Ya no parecía obra de Marlowe. A través de la alquimia de su talento, Shakespeare había transformado las ideas de un hombre muerto en algo más apropiado para los londinenses de a pie que para los hombres peligrosos como Roydon. Y solo le había llevado unos instantes.

El escritor no sintió ni un ápice de remordimiento por haber alterado el pasado, cambiando así el futuro. La vuelta de Marlowe por el escenario del mundo había finalizado, pero la de Shakespeare no hacía más que comenzar. Los recuerdos eran escasos y la historia cruel. Así era el mundo.

Complacido, Shakespeare puso el pedazo de papel en un montón formado por trocitos similares que estaba sujeto con la calavera de un perro, en la esquina del escritorio.
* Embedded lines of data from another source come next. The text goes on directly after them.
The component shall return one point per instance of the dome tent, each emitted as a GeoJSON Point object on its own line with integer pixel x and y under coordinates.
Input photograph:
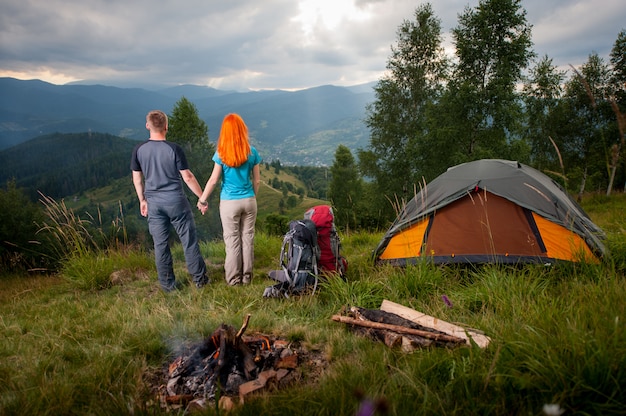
{"type": "Point", "coordinates": [491, 211]}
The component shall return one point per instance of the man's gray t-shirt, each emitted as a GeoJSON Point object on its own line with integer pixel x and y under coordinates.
{"type": "Point", "coordinates": [160, 162]}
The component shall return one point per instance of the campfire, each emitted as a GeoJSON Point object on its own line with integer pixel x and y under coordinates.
{"type": "Point", "coordinates": [227, 365]}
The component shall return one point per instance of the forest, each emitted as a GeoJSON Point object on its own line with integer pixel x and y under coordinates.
{"type": "Point", "coordinates": [493, 99]}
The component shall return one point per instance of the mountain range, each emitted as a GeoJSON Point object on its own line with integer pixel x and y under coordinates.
{"type": "Point", "coordinates": [296, 127]}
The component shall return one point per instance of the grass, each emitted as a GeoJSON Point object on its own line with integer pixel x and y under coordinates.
{"type": "Point", "coordinates": [72, 346]}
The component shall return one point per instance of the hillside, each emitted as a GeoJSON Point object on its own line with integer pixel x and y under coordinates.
{"type": "Point", "coordinates": [298, 128]}
{"type": "Point", "coordinates": [63, 164]}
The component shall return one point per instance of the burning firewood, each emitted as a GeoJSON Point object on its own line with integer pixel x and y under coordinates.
{"type": "Point", "coordinates": [227, 363]}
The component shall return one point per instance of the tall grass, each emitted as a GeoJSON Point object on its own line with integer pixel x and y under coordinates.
{"type": "Point", "coordinates": [557, 335]}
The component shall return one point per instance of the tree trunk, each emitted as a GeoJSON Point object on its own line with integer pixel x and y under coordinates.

Algún día encontraría un uso para aquel fragmento de verso. Luego lo pensó mejor.

Puede que hubiera descartado demasiado rápido la parte del «verdadero amor perdido». Aquello tenía un potencial sin explotar, esperando a que alguien lo descubriera. Shakespeare cogió un trozo de papel que había cortado de una hoja parcialmente escrita, en un intento poco entusiasta de economizar después de que Annie le hubiera enseñado la última factura del carnicero.

«Trabajos de amor perdidos», escribió en grandes letras.

Sí, pensó Shakespeare, sin duda algún día lo usaría.